Larry Phillips, co-founder of the American Jewish World Service died on Friday afternoon at the age of 88.
“He was extremely generous materially, and of spirit,” Mr. Phillips’ son, David, told The Jewish Week. “He was a big personality, he took on big causes, and he had big achievements.”
Mr. Phillips co-founded AJWS in 1985 with Laurence Simon, now a professor of international development at Brandeis, with the help of a group of rabbis, activists and Jewish communal leaders who wanted to create a Jewish organization dedicated to alleviating poverty and promoting human rights in the developing world.

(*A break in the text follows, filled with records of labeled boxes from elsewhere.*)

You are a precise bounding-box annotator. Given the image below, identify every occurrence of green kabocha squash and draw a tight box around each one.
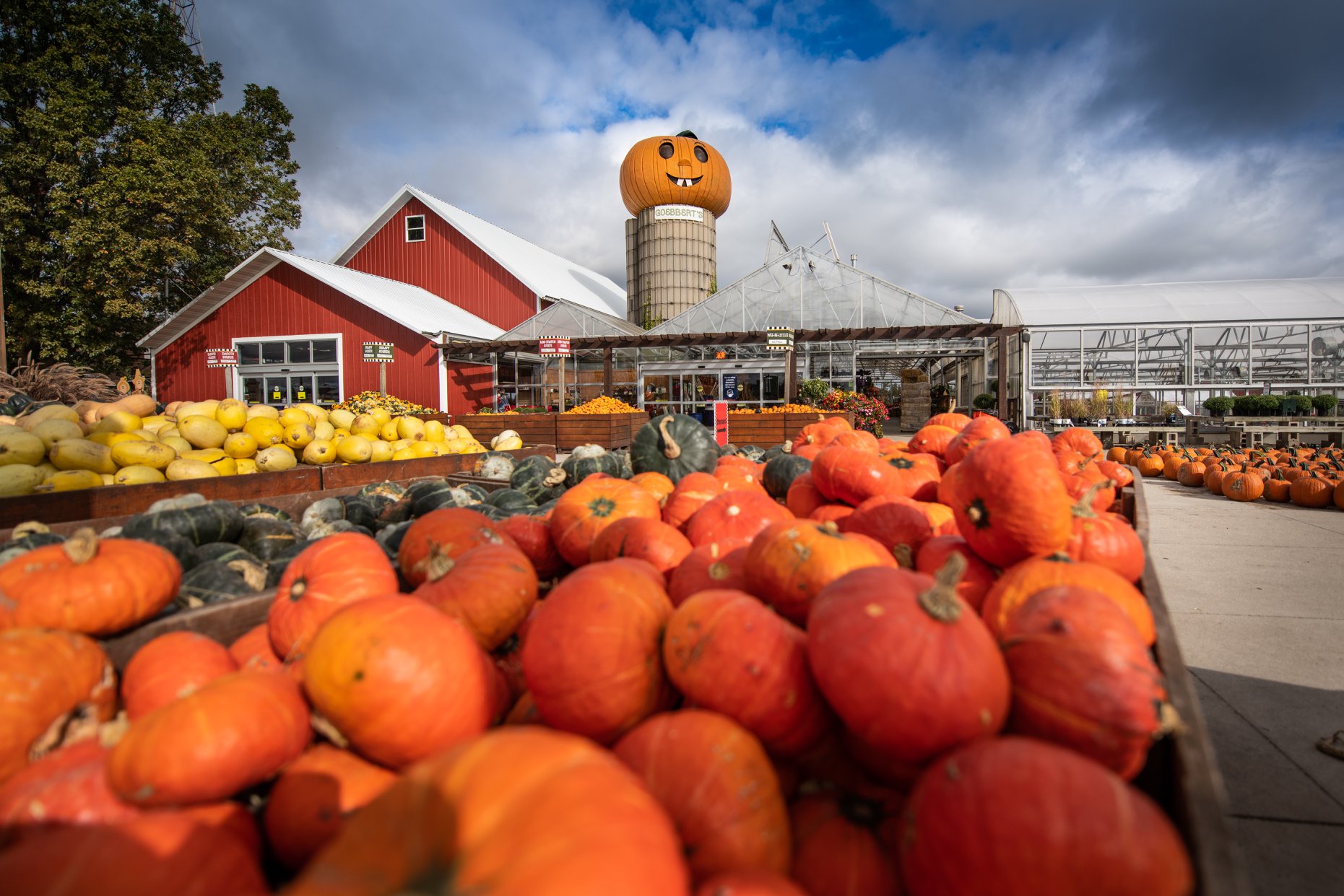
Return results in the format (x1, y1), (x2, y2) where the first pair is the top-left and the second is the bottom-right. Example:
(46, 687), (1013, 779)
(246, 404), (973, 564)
(508, 454), (565, 501)
(630, 414), (719, 482)
(121, 501), (243, 545)
(760, 454), (812, 498)
(560, 445), (625, 487)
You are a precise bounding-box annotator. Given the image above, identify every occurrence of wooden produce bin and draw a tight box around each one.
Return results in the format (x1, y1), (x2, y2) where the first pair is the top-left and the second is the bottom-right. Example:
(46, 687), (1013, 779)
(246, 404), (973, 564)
(457, 414), (560, 448)
(555, 411), (649, 451)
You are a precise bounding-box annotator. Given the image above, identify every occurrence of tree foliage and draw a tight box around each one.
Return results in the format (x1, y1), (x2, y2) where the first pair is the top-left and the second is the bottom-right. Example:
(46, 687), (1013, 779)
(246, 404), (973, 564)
(0, 0), (300, 371)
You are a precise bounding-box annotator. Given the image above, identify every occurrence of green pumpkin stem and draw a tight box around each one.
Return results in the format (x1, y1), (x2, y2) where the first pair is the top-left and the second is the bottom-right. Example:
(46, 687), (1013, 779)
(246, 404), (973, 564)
(915, 551), (966, 622)
(659, 414), (682, 461)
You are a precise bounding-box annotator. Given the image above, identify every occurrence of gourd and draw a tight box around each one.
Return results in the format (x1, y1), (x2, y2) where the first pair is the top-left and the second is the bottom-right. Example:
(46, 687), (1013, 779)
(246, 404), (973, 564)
(630, 414), (719, 482)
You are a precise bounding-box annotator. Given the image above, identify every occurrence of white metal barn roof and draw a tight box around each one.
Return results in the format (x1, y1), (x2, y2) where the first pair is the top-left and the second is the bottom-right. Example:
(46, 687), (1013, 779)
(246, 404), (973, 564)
(649, 245), (981, 334)
(500, 295), (643, 342)
(137, 247), (504, 352)
(334, 184), (625, 317)
(991, 277), (1344, 326)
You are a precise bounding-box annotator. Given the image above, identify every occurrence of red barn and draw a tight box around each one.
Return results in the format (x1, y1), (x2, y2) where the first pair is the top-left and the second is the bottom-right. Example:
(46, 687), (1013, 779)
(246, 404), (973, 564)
(140, 186), (625, 414)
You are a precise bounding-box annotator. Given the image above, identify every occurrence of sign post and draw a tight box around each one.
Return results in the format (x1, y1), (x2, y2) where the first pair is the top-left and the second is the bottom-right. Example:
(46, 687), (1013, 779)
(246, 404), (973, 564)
(363, 342), (392, 398)
(537, 336), (570, 414)
(204, 348), (238, 398)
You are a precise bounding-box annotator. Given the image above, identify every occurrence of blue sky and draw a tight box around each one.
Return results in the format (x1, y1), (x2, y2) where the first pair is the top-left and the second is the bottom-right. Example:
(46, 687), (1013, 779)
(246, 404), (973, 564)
(198, 0), (1344, 314)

“Larry was a philanthropist who was way ahead of his time,” AJWS president Ruth Messinger told The Jewish Week. “It’s hard to think back to 1985, a time where people were not thinking about the poorest countries of the world. Larry committed himself to an organization, did a huge amount to chair the board, and reached out to people to bring them into his circle of supporters.”
She said Mr. Phillips’ approach was also unique for the era. “From the beginning, he understood that the best way to do this work was to work with local people on the ground who have their own ideas on how to make change in their communities.”
Since its founding, AJWS has brought $270 million in relief efforts to the developing world, including creating economic opportunities for the “untouchable” Dalit caste in India; providing help for victims of the 1986 volcano disaster in Colombia; and bringing new technology to small-scale farmers in the developing world.
Mr. Phillips started AJWS after joining the board of an international relief organization and feeling isolated as the lone Jewish member, according to AJWS. As the great grandson of the founders of the fashion conglomerate Phillips-Van Heusen, where he served as CEO, Phillips used his wealth to engage in poverty relief and human rights work, including providing the funds that got AJWS off the ground.
“In many ways he was a deep romantic,” said David Phillips, who directs the Program on Peace-Building and Human Rights at Columbia University.
“He loved his passionate causes, he loved many people, he was loved by many including myself and my sister,” he told The Jewish Week.
And he passed on that passion to his children. “We used to sit around the table each morning, we’d read an article in the New York Times and then we’d discuss it,” he said.
“He wasn’t someone who lived in the background. Larry was in the foreground of many movements — progressive politics, the anti-war movement during Vietnam [and] the civil rights movements in the 1960s,” he added.
“AJWS was one manifestation of his interest in humanitarian work,” he said. “His cause was humanity. AJWS was a vehicle for serving humanity.”